Махольд быстро соскочил наземь, посмотрел путнику в глаза. Потом, смеясь, хлопнул его по плечу:

– Точно! Стало быть, ты – достославный Кнульп, и мы – школьные товарищи. Дай же пожать тебе руку, старина! Мы ведь определенно лет десять не виделись. Все еще странствуешь?

– Все еще. Становясь старше, предпочитаешь хранить верность привычному.

– Тут ты прав. И куда же направляешься? Опять в родные края потянуло?

– Угадал. В Герберсау иду, там у меня небольшое дельце.

– Ну-ну. Из твоих-то кто-нибудь жив?

– Никого уже не осталось.

– Выглядишь ты, Кнульп, не сказать чтобы моложаво. А ведь нам всего-то чуть за сорок. И нехорошо с твоей стороны, что ты хотел вот так просто пройти мимо меня… Знаешь, по-моему, тебе нужен доктор.

– Чепуха. На здоровье я не жалуюсь, а на что жалуюсь, того никакой доктор не излечит.

– Ну, это мы еще посмотрим. Садись-ка в экипаж, поедешь со мной, заодно и потолкуем.

Кнульп отступил немного назад, снова надел шляпу. А когда доктор хотел помочь ему сесть в экипаж, со смущенным видом запротестовал:

– Ах, не стоит беспокоиться. Лошадка не сбежит, пока мы тут стоим.

Он вдруг сильно закашлялся, и врач, который уже понял, в чем дело, решительно подхватил его и усадил в экипаж.

– Ну вот, – сказал он, трогая с места, – сейчас взберемся наверх, а дальше можно и рысью, через полчаса будем дома. Тебе незачем пускаться в разговоры, с твоим-то кашлем, после поговорим… Что?.. Нет, никаких возражений, больному дóлжно быть в постели, а не на дороге. Знаешь, ты тогда частенько выручал меня с латынью, а теперь настал мой черед.

Они поднялись на гребень холма и, свистя тормозом, спустились по длинной седловине; напротив уже завиднелись над плодовыми деревьями крыши Булаха. Махольд придерживал вожжи и следил за дорогой, а Кнульп устало, но все же с некоторым удовольствием отдался ощущению езды и насильственному гостеприимству. «Завтра, – думал он, – или самое позднее послезавтра двину дальше, в Герберсау, коли силенок достанет». Он уже не был тем вертопрахом, что попусту растрачивал дни и годы.
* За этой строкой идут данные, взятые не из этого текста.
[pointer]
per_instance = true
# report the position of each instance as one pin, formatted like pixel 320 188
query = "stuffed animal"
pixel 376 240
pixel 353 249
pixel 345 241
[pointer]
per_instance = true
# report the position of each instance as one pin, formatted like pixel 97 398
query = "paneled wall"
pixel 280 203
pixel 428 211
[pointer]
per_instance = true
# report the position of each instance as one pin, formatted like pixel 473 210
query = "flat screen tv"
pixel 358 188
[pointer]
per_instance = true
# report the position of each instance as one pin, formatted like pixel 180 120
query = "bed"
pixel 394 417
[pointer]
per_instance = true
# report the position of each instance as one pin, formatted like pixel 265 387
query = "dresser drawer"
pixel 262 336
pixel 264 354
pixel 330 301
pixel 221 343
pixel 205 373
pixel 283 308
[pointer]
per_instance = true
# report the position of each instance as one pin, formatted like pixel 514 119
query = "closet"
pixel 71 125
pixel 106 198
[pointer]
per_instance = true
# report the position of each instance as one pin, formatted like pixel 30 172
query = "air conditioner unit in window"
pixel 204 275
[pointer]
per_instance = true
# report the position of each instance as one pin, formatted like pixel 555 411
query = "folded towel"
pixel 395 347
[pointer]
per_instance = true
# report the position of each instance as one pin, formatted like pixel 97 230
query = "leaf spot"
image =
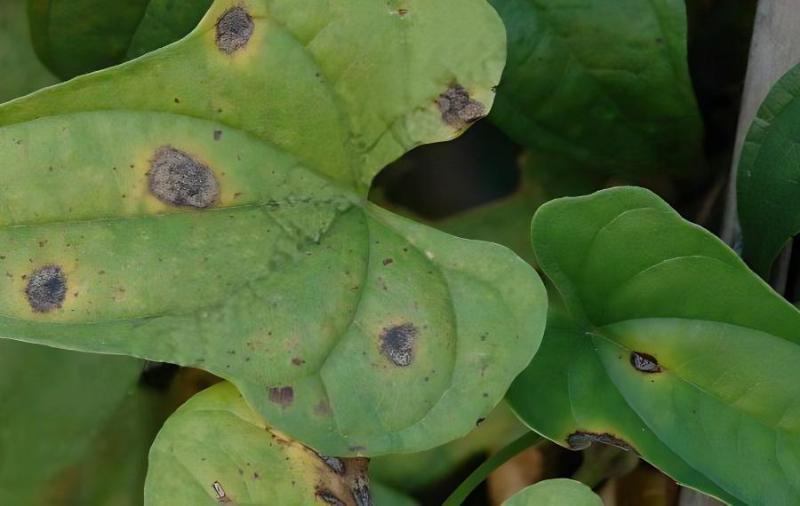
pixel 234 29
pixel 644 362
pixel 284 396
pixel 178 179
pixel 47 288
pixel 398 344
pixel 458 109
pixel 334 463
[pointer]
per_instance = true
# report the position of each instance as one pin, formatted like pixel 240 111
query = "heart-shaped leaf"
pixel 75 37
pixel 216 449
pixel 23 73
pixel 768 181
pixel 557 492
pixel 605 84
pixel 204 205
pixel 669 346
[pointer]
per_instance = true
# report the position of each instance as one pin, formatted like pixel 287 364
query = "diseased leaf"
pixel 205 206
pixel 216 449
pixel 603 83
pixel 768 181
pixel 557 492
pixel 669 346
pixel 22 71
pixel 164 22
pixel 56 408
pixel 75 37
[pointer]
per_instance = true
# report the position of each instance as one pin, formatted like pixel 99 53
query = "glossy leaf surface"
pixel 58 408
pixel 216 449
pixel 768 181
pixel 261 262
pixel 668 346
pixel 557 492
pixel 602 83
pixel 75 37
pixel 23 73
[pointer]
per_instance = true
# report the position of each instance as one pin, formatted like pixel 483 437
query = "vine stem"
pixel 489 465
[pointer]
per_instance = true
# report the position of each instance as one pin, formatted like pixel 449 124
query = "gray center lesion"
pixel 177 179
pixel 398 343
pixel 458 109
pixel 47 289
pixel 234 29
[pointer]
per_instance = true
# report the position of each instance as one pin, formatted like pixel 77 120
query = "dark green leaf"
pixel 260 261
pixel 669 346
pixel 604 83
pixel 75 37
pixel 768 182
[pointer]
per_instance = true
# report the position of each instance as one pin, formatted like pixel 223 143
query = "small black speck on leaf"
pixel 458 109
pixel 178 179
pixel 398 344
pixel 47 288
pixel 644 362
pixel 234 29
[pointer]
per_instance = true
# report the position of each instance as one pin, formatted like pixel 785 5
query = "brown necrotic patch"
pixel 398 343
pixel 644 362
pixel 47 288
pixel 329 497
pixel 581 440
pixel 178 179
pixel 234 29
pixel 458 109
pixel 282 395
pixel 335 464
pixel 360 490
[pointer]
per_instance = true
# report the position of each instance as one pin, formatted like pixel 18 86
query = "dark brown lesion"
pixel 283 396
pixel 178 179
pixel 458 109
pixel 234 29
pixel 644 362
pixel 46 289
pixel 398 343
pixel 580 440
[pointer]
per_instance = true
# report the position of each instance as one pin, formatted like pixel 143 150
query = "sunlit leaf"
pixel 205 206
pixel 669 346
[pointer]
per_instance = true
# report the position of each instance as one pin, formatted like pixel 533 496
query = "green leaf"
pixel 603 83
pixel 58 409
pixel 205 205
pixel 668 346
pixel 215 449
pixel 415 472
pixel 23 71
pixel 75 37
pixel 557 492
pixel 768 180
pixel 385 496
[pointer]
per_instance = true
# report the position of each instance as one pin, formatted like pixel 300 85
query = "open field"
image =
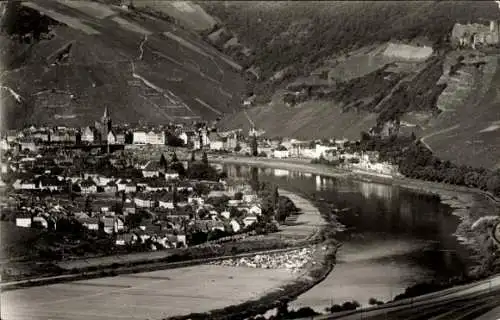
pixel 150 295
pixel 314 119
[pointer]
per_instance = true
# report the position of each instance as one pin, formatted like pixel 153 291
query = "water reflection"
pixel 376 190
pixel 396 237
pixel 281 173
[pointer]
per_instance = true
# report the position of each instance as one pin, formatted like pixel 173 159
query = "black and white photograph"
pixel 249 160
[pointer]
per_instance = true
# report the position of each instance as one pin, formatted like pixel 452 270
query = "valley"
pixel 139 66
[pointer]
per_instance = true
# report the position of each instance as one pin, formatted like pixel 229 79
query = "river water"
pixel 395 237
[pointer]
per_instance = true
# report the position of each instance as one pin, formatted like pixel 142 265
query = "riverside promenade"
pixel 308 222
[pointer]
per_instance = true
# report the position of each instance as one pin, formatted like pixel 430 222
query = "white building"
pixel 151 137
pixel 281 152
Старый, больной человек, он хотел только одного – перед смертью еще разок повидать родные края.

В Булахе друг сначала провел его в гостиную, угостил молоком и хлебом с ветчиной. Разговор при этом шел о всяких пустяках, и мало-помалу они восстановили былую доверительность. Тогда только врач учинил ему допрос, к которому больной отнесся добродушно и слегка насмешливо.

– Ты вообще знаешь, что с тобой? – спросил Махольд под конец осмотра. Спросил вскользь, как бы невзначай, за что Кнульп был ему благодарен.

– Конечно, знаю, Махольд. Это чахотка, и что осталось мне недолго, тоже знаю.

– Эх, кто бы ведал! Но тогда ты должен и понимать, что тебе требуются постель и хороший уход. Пока что останешься здесь, у меня, а я тем временем позабочусь о койке в ближайшей больнице. Ты, милый мой, что-то совсем пал духом, соберись – и все опять образуется.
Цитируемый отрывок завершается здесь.